DVWA Web Application Security Activity

This activity introduces you to web application vulnerabilities using the Damn Vulnerable Web Application (DVWA). You will practice identifying and exploiting common vulnerabilities in a controlled testbed environment.

Setup

Choose one of the following installation methods:

Option 1: Windows Portable Zip (Recommended)

Best for: SE labs or Windows devices. Simplest and most reliable.

1. Download the XAMPP portable installation (~250MB) from myCourses under “Content > DVWA Web App”
2. Extract using 7-zip to c:/xampp (avoid spaces in the path)
3. Navigate to the unzipped directory and run setup-xampp.bat, selecting option 1 to refresh when prompted
4. Start servers via either:
   • Running apache_start.bat and mysql_start.bat separately, or
   • Using xampp_start.exe / xampp_stop.exe from the Command Prompt
5. Important: When prompted for administrator privileges, select “Cancel” — do not allow firewall access, as this would expose your machine as a network server

Option 2: RLES (Remote Lab)

Best for: Mac/Linux users without a local Windows machine.
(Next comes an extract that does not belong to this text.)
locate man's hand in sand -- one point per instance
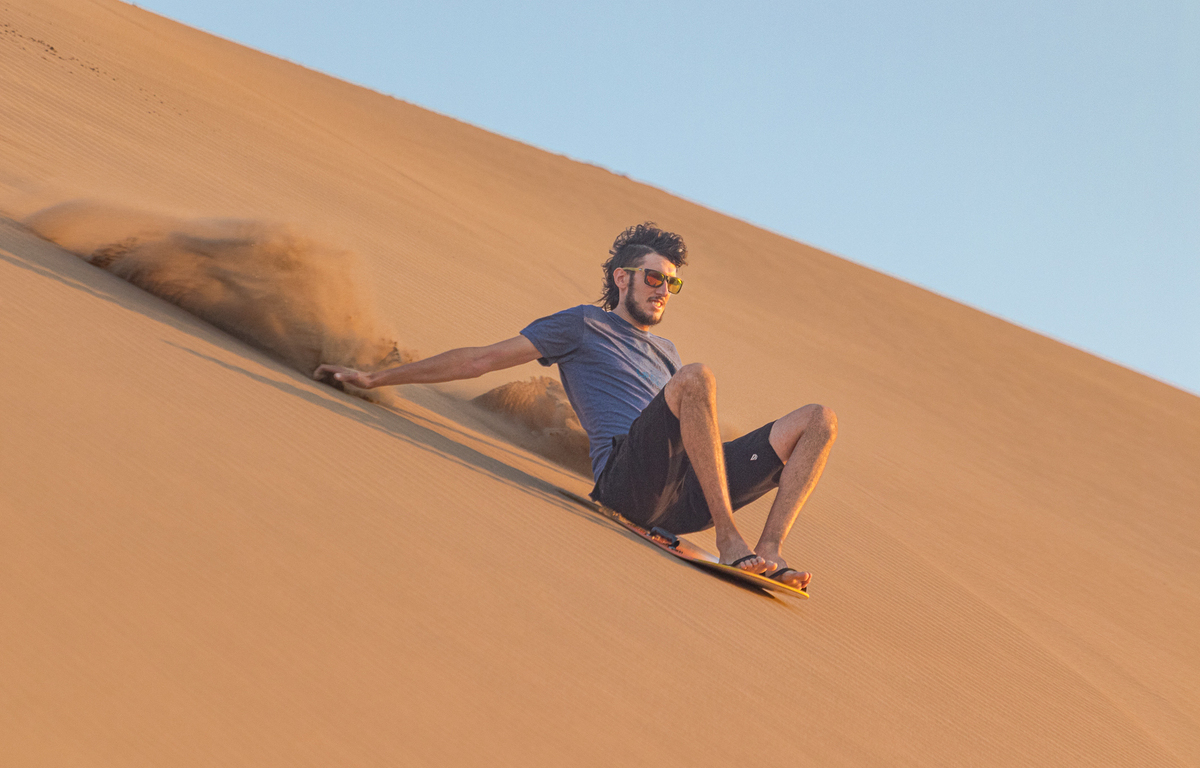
(339, 376)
Requires reliable internet.

1. Sign into https://rlescloud.rit.edu/ with your RIT credentials
2. Request a Windows 10 machine on the NAT network
3. Wait for provisioning (several minutes)
4. Click the gear icon on the Deployments page and select “Connect to Remote Console” (check browser pop-up blockers if nothing happens)
5. Log in with username Student and password student
6. Download xampp-portable.zip from myCourses and follow the Windows Portable Zip steps above

Option 3: Docker

Best for: Students already familiar with Docker.

Note: Docker is straightforward when it works, but debugging Docker issues can be complex and it may conflict with other virtualization software.
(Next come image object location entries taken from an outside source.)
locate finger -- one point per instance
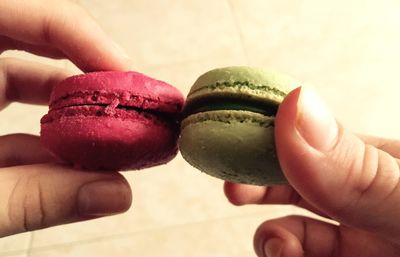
(27, 82)
(66, 26)
(296, 236)
(7, 43)
(390, 146)
(39, 196)
(355, 183)
(241, 194)
(22, 149)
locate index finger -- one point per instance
(66, 26)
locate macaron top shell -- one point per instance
(112, 121)
(256, 84)
(105, 88)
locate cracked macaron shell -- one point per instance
(242, 82)
(100, 121)
(234, 145)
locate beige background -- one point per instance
(349, 50)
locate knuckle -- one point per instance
(26, 204)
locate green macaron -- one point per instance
(228, 125)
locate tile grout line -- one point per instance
(238, 30)
(129, 234)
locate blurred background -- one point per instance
(348, 50)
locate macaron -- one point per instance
(227, 129)
(112, 121)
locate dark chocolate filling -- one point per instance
(226, 103)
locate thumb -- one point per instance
(353, 182)
(39, 196)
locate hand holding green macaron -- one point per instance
(233, 130)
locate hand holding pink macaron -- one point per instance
(57, 194)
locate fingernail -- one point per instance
(315, 122)
(273, 247)
(104, 197)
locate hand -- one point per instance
(34, 193)
(352, 180)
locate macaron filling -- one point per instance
(219, 103)
(125, 100)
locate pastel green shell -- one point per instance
(235, 145)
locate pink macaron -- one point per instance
(113, 121)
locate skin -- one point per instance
(35, 192)
(350, 179)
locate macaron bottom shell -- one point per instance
(236, 146)
(91, 138)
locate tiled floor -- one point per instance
(348, 50)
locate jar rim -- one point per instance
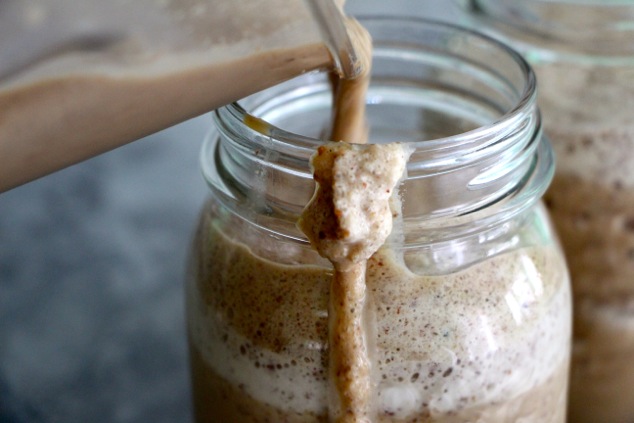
(441, 145)
(505, 162)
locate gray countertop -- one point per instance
(92, 260)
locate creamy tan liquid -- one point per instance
(165, 62)
(274, 342)
(259, 334)
(588, 117)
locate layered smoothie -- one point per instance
(448, 348)
(350, 329)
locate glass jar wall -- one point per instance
(469, 298)
(583, 55)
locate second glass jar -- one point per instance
(469, 298)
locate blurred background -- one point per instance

Option 4: Manual Installation

Install Apache, MySQL, and DVWA independently using these resources:

• Past student’s Linux installation instructions
• Original DVWA repository

Activity

Once your environment is running, navigate to http://127.0.0.1 and log into DVWA. Use the Setup page to initialize the database, then set the security level to “low” to begin.

Document your findings in a Google Doc as you work through each part below.

Part 1: SQL Injection

Construct a SQL injection exploit that returns all usernames from the database.

Answer the following questions in your document:

1. As a tester, how would you know that a potential SQL injection vulnerability exists?
2. As a code reviewer, what should you be looking for to avoid SQL injection?
3. Construct an exploit that does more than just list usernames (e.g., extract password hashes or determine the database schema).
4. Switch DVWA to “medium” security. Does your exploit still work? Explain.
5. Take a look at the solution for “high” security. Under what conditions might SQL injection still work?
6. Review your own project code. Identify at least one place where a SQL injection vulnerability could exist, and explain why — or explain how your code already prevents it (e.g., parameterized queries, ORM).

Part 2: Cross-Site Scripting (XSS)

Navigate to the XSS (Reflected) section of DVWA and answer questions 1–5, then switch to the XSS (Stored) section for question 6.

Answer the following questions in your document:

1. How might a tester recognize an XSS vulnerability?
2. Use the Developer Tools in your browser to modify the maximum length of the input field. Why does this work? How might you prevent larger inputs if you were the developer?
3. Switch the security level to “medium”. Construct an XSS exploit that will work under “medium” security.
4. Construct a phishing exploit that creates an extra form on the page that submits to an external site.
5. Switch to the XSS (Stored) section. Inject a payload and observe what happens when another user visits the page. How does stored XSS differ from reflected XSS in terms of who is affected and how an attacker would exploit it?
6. Review your own project code. Identify at least one place where an XSS vulnerability could exist, and explain why — or explain how your code already prevents it (e.g., output encoding, framework escaping, Content Security Policy).

Part 3: Command Execution

Navigate to the Command Execution section of DVWA and construct a working exploit.

Answer the following questions in your document:

1. What input did you use to execute an arbitrary command? What does it reveal about the underlying implementation?
2. As a tester, how would you recognize that a feature might be vulnerable to command injection?
3. As a code reviewer, what patterns in the code would indicate a command injection risk?
4. Compare command injection to SQL injection and XSS in terms of severity. Which would you consider most dangerous and why? Consider what resources each vulnerability gives an attacker access to.
5. Review your own project code. Does any part of it invoke system commands, shell processes, or external programs with user-supplied input? Explain why a vulnerability does or does not exist.

Submission

Convert your Google Document to MS Office or PDF format and submit to myCourses under the “Security” assignment.